Artisan Sweater // Grown

Photo Cred: Erica B. Studio + Design

Say hello to Kim!  She is my most famous and often used adult model :) In addition to that, she has traveled the country with me to help in the Tot Toppers booth at a variety of shows like Stitches and SAFF. Some of those travels included screaming babies in the car over long distances, getting lost on the Turnpike, sleeping in close proximity to howling dogs… the list goes on.  The good news is that they have also introduced her to things like Rombauer and my extended family.  Kim has also been a sample knitter in the past and she is part of my knitting group. I have known her for years and her daughter, Naia, has also modeled for me and has really grown up all of a sudden. Featuring her in the book was a no brainer.  Thank you Kim for always being a supportive friend and encourager to me!

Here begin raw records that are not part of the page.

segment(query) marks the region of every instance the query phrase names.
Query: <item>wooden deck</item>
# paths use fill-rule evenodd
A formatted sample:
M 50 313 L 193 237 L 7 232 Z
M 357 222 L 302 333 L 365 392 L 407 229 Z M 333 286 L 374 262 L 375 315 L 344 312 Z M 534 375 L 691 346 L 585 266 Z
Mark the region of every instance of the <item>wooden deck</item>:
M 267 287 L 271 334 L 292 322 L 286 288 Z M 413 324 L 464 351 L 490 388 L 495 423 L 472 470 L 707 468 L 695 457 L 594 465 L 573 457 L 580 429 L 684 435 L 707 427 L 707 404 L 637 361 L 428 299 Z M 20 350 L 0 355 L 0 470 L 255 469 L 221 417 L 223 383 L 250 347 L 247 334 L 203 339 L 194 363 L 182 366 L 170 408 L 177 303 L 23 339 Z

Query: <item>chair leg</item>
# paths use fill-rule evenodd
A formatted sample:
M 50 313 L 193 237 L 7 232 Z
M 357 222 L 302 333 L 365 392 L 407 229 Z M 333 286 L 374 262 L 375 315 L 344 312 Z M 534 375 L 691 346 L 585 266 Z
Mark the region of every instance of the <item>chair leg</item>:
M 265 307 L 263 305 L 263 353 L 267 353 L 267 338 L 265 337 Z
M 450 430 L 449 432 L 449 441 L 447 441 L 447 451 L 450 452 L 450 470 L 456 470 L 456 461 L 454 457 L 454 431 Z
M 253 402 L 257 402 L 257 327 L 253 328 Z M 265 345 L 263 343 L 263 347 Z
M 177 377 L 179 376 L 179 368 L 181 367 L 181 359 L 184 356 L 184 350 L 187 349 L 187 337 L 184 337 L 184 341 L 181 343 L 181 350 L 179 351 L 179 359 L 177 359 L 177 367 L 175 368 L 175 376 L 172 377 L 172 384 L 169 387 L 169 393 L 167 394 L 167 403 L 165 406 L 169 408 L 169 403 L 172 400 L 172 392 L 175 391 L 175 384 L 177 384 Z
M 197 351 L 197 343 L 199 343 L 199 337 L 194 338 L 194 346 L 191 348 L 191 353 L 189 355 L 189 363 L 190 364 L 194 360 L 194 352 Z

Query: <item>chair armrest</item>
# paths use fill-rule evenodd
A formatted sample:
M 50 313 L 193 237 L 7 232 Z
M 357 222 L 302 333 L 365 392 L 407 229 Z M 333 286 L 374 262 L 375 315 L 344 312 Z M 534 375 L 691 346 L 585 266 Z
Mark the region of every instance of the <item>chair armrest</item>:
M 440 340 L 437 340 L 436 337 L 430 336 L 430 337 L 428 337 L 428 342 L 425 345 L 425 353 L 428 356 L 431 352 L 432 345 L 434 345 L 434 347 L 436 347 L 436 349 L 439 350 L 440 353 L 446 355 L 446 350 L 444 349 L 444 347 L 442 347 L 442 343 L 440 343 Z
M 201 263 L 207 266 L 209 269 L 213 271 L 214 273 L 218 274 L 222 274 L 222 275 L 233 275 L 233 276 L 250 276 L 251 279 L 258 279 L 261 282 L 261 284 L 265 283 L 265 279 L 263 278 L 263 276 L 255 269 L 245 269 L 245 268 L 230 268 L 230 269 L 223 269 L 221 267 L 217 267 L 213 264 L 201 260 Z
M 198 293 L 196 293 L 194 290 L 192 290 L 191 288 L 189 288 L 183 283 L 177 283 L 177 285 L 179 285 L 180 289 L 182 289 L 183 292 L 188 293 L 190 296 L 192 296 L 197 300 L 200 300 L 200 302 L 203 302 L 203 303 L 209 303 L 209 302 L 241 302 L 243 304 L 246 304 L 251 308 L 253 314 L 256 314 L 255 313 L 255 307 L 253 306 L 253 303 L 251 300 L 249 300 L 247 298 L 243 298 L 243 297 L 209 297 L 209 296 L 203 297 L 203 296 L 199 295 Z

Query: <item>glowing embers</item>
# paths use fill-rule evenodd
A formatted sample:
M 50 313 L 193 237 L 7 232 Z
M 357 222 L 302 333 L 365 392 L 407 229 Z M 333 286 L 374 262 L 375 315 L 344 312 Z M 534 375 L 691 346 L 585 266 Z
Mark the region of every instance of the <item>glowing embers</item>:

If this is the first time you are hearing about Grown, check out this post from the release for all the details about the book and how you can order your copy! The blog tour is well underway and it has been such a pleasure to hear perspectives from a myriad of viewpoints.  You can really learn a lot about the book by checking out what others have to say.

I think this sweater is the most fun. Because you get to be picky and creative and basically do the fun parts of designing your own sweater without getting bogged down in the math. Artisan is the grown-up version of Imagination Sweater from Knits for Boys.

This pullover is worked from the top down with raglan-style seamless sleeves. The neckline is super cozy and depth is created with some basic short rows.

Artisan features Lorna’s Laces Shepherd Worsted.  This yarn is such a lovely choice for colorwork.  It is so soft to the touch, the merino strands blend perfectly and you do not have to worry about felting your project accidentally since the yarn is superwash.

The pattern provides 20 colorwork options; you choose which ones you want to utilize. You could choose to alternate between just a few or use a whole bunch like we did. In the child’s version, I used 7 different colors.  Here, we stuck with 4.

Another cool thing about Artisan is that it is a unisex design, along with about half of the others in the book. The sweater is pictured on John as well as Kim, and you can see how it is styled to fit both of them.  Having John throw on the sweater was something I decided to do the day of the shoot.  I am so glad it worked out so that you can see how it looks on a man and a woman.

Kim is wearing it oversized and both the sleeve and body length are as written in the pattern.  In the book, I talk about some very easy ways you could tweak this design (or others with unisex sizing) in order to make them a little more feminine if you desire.

Another sweet friend of mine gets knitting credit for this sweater! She seems to always pick the tricky ones when she sample knits, #overachiever.  She and I had to work together on the collar to make it just right so we got to pass the sweater back and forth a couple of times; thankfully she lives right down the street.  Bless you Renae for another beautiful sweater.